Razumov quitta le Prince au coin d’une rue. Dans la voiture, il avait écouté des paroles où le sentiment naturel entrait en lutte avec la prudence nécessaire. Le Prince craignait évidemment d’entretenir chez le jeune homme un espoir de commerce ultérieur. Mais la voix qui proférait dans l’ombre de sages paroles, des paroles de bonne volonté banale, avait une note de tendresse, et le Prince avait dit, à son tour :
« J’ai en vous une confiance parfaite, M. Razumov ».
« Ils ont donc tous confiance en moi », se disait sourdement Razumov. Il éprouvait un mépris indulgent pour l’homme serré contre lui dans la voiture étroite. Le vieillard devait craindre des scènes de ménage ; on disait sa femme orgueilleuse et violente.
Il lui semblait bizarre de faire au mystère une si large part dans le bonheur et la sécurité de la vie. Mais il voulait tranquilliser le Prince, et lui dit avec l’émotion nécessaire, que conscient de ses moyens modestes, et sûr de sa puissance de travail, il saurait se créer un avenir. Il exprima sa gratitude pour l’aide qu’il avait rencontrée. On ne se trouvait pas deux fois en présence de situations aussi exceptionnelles, ajouta-t-il.
« Et vous vous êtes comporté cette fois avec une fermeté et une correction qui me donnent une haute idée de votre valeur », fit le Prince, gravement. « Il ne vous reste plus qu’à persévérer,… à persévérer. »
En descendant sur le trottoir, Razumov se vit tendre par la portière du coupé, une main dégantée dont l’étreinte se prolongea un instant. La lumière d’un réverbère tombait sur la figure longue et les favoris gris à l’ancienne mode du Prince :
« J’espère que vous êtes tout à fait rassuré maintenant sur les conséquences… »
« Après ce que Votre Excellence a bien voulu faire pour moi, je ne puis que m’en rapporter à ma conscience. »
« Adieu », fit l’homme aux favoris, avec sentiment.
Razumov s’inclina ; le traîneau glissa sur la neige avec un petit crissement ; l’étudiant restait seul sur le bord du trottoir.
Il se dit qu’il n’avait plus à s’occuper de rien, et se mit en route vers son domicile.

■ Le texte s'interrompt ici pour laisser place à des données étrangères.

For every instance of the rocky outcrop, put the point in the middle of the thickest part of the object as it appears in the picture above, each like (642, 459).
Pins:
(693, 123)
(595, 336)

Il marchait lentement. Il lui était arrivé souvent de rentrer ainsi, à une heure tardive, après une soirée passée chez des camarades, ou dans un théâtre aux places modestes. Après quelques pas, il retrouva une impression d’habitudes familières. Il n’y avait rien de changé : il apercevait, en tournant le coin bien connu, la lumière confuse du magasin de comestibles tenu par une Allemande. Il voyait, derrière la petite vitrine, les miches de pain rassis, les bottes d’oignons et les chapelets de saucisses. On fermait justement la boutique. Le petit boiteux chétif, qu’il connaissait si bien de vue, trébuchait dans la neige, un large volet aux bras.
Il n’y avait rien de changé. Il retrouvait la porte familière, au vide de laquelle brillaient de faibles lueurs, indiquant l’entrée des divers escaliers.

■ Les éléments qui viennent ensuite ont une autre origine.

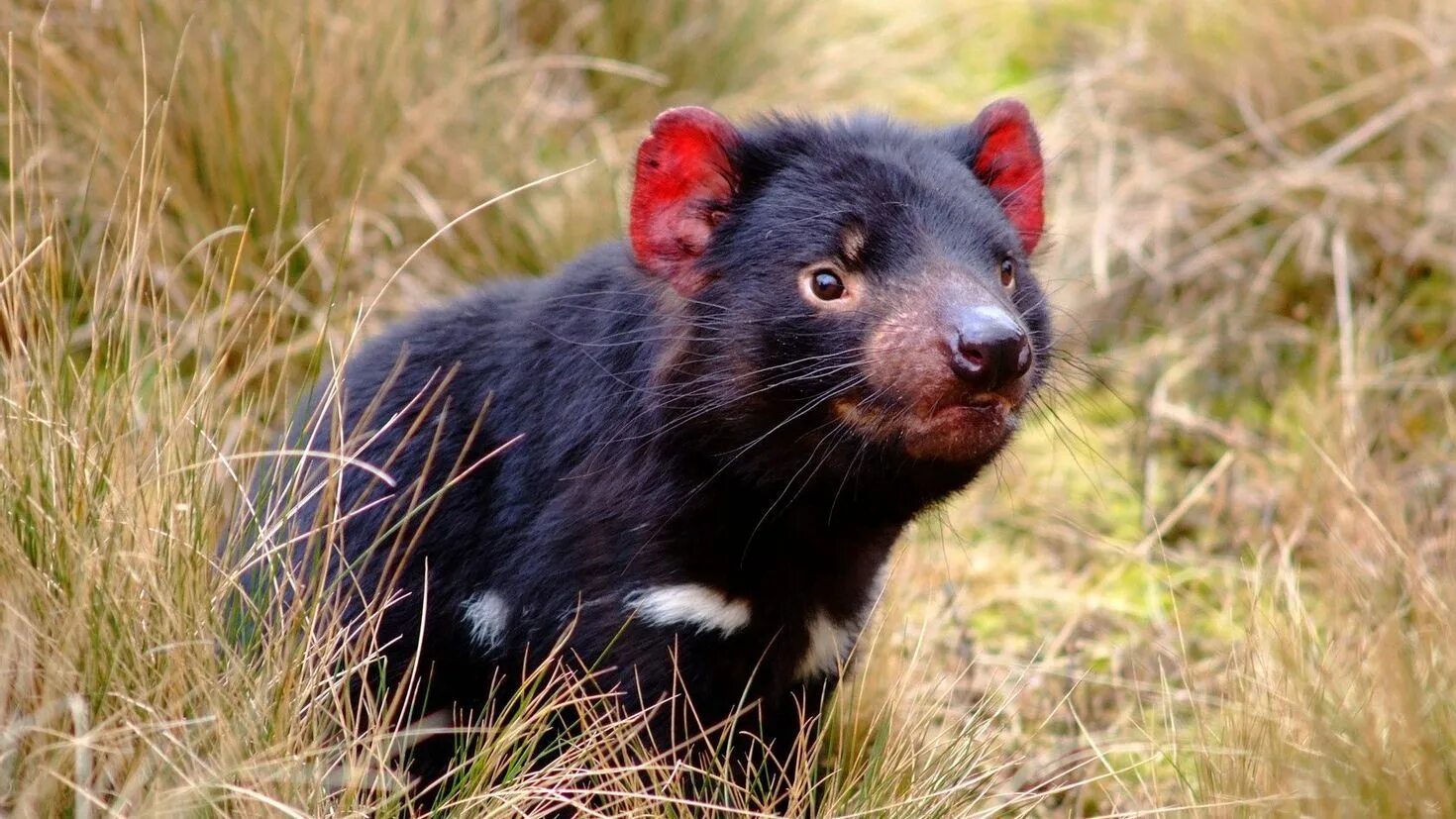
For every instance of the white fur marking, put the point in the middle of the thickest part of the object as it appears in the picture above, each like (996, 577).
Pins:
(486, 614)
(690, 604)
(829, 648)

Le sentiment de la continuité de la vie se basait sur de futiles impressions physiques. Les trivialités de l’existence quotidienne étaient la meilleure protection de l’âme. Cette pensée ajoutait au calme moral de Razumov, tandis qu’il commençait à grimper, dans la nuit, la main sur la crasse trop connue de la rampe, les marches si familières à ses pieds. L’exceptionnel ne pouvait rien contre les mille faits matériels, qui font de chaque jour la répétition des jours précédents. Demain serait comme hier.

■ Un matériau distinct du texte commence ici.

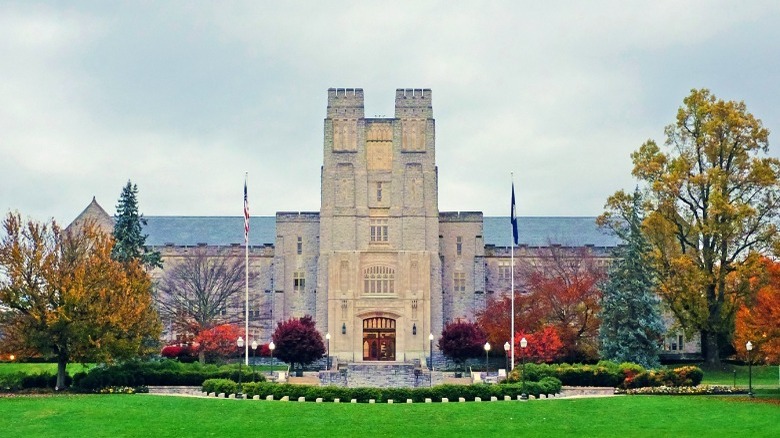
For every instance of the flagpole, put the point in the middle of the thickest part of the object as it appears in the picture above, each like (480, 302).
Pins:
(246, 273)
(512, 274)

C’est seulement sur le palier de sa chambre qu’il se sentit rentré dans le domaine de l’anormal.
« Je suppose », pensait-il, « que si j’étais décidé à me faire sauter la cervelle devant ma porte, j’aurais la même tranquillité pour monter l’escalier. Mais pourquoi en serait-il autrement ? Ce qui est écrit doit arriver ! Des événements extraordinaires surviennent, puis ils passent comme les autres. De même, quand on a pris une résolution, il n’y a plus qu’à laisser les choses suivre leur cours. Les soucis quotidiens, les pensées banales viennent tout submerger,… et la vie se poursuit comme auparavant, en laissant dans l’ombre, comme il convient, tous ses côtés mystérieux et secrets. L’existence est une chose qui doit être vue de tous. »
Razumov ouvrit sa porte et en retira la clef ; il entra tout doucement et verrouilla soigneusement la porte derrière lui.